# dogtra model: 200NCP gold



## kevin.k (Dec 31, 2005)

has anyone tried this collar? im looking at collars and not interested in spending over $$250


----------



## taddy1340 (Dec 10, 2004)

Kevin,

It's a great collar. I've had my 2-dog unit for 4 years with no problems. When I worked at Cabelas, this was the number 1 selling collar. Some will tell you it's not enough for a lab, but I haven't come across that issue at all.

It's a great buy for $200.

Mike


----------



## USAlx50 (Nov 30, 2004)

It works fine but a full power one works better. I started out with one but I was always worried about getting the transmitter wet when hunting water so I got the 1700 model that is all waterproof.

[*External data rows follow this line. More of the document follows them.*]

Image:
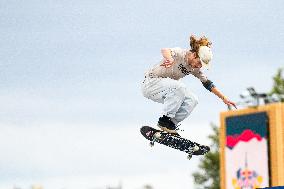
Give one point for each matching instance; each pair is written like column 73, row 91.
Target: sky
column 71, row 104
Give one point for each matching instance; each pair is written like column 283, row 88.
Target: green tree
column 208, row 175
column 278, row 85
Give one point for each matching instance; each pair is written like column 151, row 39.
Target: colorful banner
column 246, row 152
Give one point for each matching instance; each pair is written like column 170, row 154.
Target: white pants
column 178, row 101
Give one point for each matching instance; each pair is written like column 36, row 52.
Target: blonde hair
column 195, row 43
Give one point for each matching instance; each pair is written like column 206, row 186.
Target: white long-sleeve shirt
column 179, row 69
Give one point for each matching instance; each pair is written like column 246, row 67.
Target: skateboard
column 173, row 141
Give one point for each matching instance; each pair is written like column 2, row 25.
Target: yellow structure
column 275, row 113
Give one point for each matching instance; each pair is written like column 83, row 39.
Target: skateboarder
column 162, row 82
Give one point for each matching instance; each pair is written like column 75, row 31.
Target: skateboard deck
column 173, row 141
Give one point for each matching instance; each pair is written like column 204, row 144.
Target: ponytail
column 195, row 43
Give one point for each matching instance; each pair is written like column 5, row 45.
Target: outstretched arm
column 224, row 98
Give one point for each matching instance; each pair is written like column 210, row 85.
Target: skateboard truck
column 156, row 137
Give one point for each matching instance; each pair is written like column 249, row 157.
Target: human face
column 194, row 61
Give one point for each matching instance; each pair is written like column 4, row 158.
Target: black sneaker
column 166, row 124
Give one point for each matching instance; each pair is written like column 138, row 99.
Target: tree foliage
column 208, row 176
column 278, row 85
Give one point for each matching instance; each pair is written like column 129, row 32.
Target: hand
column 168, row 63
column 229, row 103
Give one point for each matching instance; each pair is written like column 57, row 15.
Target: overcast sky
column 71, row 105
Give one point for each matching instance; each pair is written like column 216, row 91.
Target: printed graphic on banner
column 246, row 151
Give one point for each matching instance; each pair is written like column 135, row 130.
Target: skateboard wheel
column 195, row 148
column 157, row 135
column 189, row 156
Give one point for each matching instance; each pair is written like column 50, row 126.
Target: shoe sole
column 167, row 130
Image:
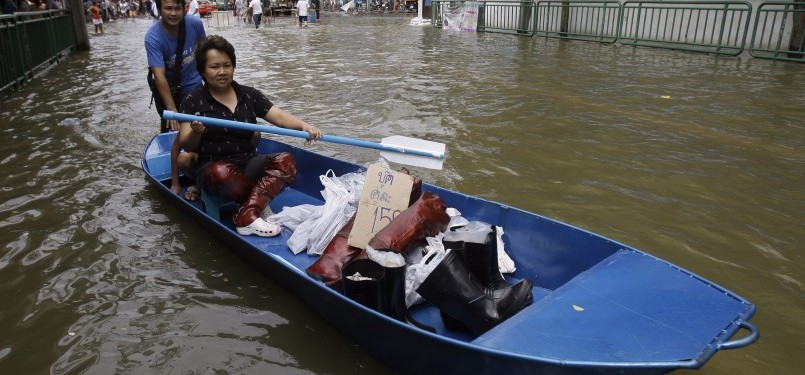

I'll sell ya mine if you want it, used less then a year :wink:


----------



## Goosehunterdog (Jun 12, 2005)

If going with Dogtra the 1600 is a Great collar!!! I have sold several 200's but it seems that the 1600 is one of the top as far as Dogtra..I am having a Great collar sale going so please contact me if interested in a price quote...


----------



## northdakotakid (May 12, 2004)

The best collar I ahve tried for the money... every feature you in a training "tool".


----------



## kevin.k (Dec 31, 2005)

thanks guys i compared this one and a sport dog one.....i went with the sport dog because both the reciver and transmitter are submersible, and i can see myself being an idiot and getting the dogtra one to wet.. thanks alot guys


----------



## tom sawyer (Feb 1, 2006)

I have been using the Sport Dog 400 for over a year now, it is quite sophisticated with all its options. The limited range (400yards) hasn't been a problem for me. I did get the model for stubborn dogs, and I typically use it near the highest setting since lower ones don't seem to get through to my psycho pup. The unit seems pretty rugged, I've had it in the marsh a lot, never dropped it in the water but its been plenty muddy. I like having the transmitter around my neck, that keeps it handy. It is still holding a charge well after a lot of use, I don't know when I'll need to get a new battery. It has been a very useful tool for training psycho pup, it gets used fairly infrequently these days.


----------



## kevin.k (Dec 31, 2005)

yeah the range was a problem once when she was liek 150 yards away in the flowers but it still gave her enof to turn back to me, i just dont let her get outa range since ive been using it she listens great with or without it completly changed her OB... great tool


----------